Le téléphone de sa sœur ne passait plus depuis qu'elle lui avait raccroché au nez. Il inséra fébrilement sa clé dans la serrure. Un éternuement violent l'ébranla, en même temps que le ciel se zébrait d'éclairs. Lorsqu'il parvint à ouvrir la porte éraflée, l'odeur familière de la paraffine s'insinua en lui. 

Un carré lumineux se dessina sur le sol noir, lorsqu'un autre éclair ébranla les nuages sombres. La maisonnée baignait dans un calme inquiétant. Seules les déflagrations menaçantes du tonnerre déchiraient le silence de la nuit. 

Les meubles anciens dessinaient des ombres inquiétants sur les murs. Kalen essaya d'actionner l'interrupteur, mais rien ne se passa. Il avança précautionneusement dans la pièce déserte. De son par-dessus, suintaient encore des gouttes de pluie. Pink...Pink...

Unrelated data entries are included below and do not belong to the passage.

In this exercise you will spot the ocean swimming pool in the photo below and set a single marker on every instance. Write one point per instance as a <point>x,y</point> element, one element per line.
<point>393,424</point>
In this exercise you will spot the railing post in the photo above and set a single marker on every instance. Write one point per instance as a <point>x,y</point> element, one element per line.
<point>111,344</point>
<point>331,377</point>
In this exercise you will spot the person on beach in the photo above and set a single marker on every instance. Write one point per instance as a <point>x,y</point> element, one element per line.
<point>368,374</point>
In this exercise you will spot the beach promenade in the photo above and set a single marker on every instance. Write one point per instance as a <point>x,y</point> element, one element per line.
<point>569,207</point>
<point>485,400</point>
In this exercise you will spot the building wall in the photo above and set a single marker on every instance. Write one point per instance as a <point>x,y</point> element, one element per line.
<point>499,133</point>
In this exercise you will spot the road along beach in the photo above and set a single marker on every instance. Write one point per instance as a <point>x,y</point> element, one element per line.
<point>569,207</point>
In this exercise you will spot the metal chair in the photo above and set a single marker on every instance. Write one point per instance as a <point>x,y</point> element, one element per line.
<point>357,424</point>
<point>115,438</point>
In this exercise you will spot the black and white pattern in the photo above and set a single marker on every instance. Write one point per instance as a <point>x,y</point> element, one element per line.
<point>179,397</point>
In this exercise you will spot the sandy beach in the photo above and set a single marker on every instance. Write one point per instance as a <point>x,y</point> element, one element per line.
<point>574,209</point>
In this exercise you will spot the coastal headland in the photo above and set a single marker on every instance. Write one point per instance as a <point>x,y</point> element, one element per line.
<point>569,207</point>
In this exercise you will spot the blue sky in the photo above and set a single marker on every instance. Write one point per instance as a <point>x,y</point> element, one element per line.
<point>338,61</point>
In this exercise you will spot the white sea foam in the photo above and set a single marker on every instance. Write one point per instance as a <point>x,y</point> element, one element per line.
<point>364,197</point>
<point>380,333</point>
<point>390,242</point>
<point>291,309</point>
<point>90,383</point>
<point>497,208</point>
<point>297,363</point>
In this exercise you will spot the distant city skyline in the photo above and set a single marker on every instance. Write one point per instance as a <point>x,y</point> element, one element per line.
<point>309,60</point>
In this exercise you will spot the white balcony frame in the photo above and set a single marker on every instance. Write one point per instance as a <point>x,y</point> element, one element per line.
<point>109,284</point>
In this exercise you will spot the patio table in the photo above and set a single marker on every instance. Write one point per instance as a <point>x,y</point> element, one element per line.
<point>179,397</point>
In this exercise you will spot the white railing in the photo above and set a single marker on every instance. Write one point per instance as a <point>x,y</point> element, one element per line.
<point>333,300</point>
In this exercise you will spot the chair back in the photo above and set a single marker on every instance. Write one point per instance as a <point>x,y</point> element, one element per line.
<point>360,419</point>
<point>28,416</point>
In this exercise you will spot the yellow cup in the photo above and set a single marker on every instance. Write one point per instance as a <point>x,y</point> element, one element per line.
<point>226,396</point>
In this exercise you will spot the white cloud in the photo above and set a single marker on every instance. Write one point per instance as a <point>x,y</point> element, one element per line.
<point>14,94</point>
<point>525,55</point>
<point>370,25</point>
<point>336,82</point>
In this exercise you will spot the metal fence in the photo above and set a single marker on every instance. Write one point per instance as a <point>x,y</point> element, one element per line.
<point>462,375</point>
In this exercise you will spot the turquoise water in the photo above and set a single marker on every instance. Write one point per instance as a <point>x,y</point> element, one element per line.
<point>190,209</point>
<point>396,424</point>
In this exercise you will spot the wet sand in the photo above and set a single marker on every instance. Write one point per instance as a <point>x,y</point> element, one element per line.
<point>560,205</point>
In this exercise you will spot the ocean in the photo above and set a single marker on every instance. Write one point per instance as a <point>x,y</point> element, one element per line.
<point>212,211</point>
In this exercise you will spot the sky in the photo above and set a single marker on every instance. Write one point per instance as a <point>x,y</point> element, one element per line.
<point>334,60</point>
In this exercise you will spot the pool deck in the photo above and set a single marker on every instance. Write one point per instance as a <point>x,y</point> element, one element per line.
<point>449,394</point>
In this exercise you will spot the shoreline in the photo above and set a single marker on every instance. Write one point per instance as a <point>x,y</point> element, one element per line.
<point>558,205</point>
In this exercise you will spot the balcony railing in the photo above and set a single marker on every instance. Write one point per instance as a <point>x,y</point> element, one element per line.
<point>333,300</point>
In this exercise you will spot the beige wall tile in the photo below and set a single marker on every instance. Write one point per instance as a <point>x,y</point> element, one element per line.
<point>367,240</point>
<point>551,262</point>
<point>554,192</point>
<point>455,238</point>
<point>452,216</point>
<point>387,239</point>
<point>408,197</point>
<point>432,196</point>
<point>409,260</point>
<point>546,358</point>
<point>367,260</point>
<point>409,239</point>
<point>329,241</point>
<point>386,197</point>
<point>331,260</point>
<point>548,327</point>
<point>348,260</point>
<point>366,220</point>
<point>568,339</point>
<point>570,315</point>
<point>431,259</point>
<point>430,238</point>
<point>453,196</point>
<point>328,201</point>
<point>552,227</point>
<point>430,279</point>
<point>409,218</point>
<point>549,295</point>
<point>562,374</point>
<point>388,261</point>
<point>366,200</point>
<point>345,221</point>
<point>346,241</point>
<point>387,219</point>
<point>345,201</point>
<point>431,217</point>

Un bruit régulier et angoissant, qui ponctuait chacun de ses pas alors qu'il s'approchait de la cuisine. La porte entrouverte laissait apparaitre un fin trait lumineux. Il continua d'avancer, le souffle court. Peut-être la police n'était-elle pas encore partie ? Peut-être l'attendait-elle encore... Pink...Pink... 

Le trait de lumière se rapprochait de lui. De sa bouche entrouverte s'échappait de la buée, au rythme rapide de sa respiration. Soudain, il sentit une bourrasque de vent froide lui frapper en plein dans le dos. La porte d'entrée claqua avec une violence inouïe. Les poils de Kalen se hérissèrent. Il se retourna d'un geste sec. 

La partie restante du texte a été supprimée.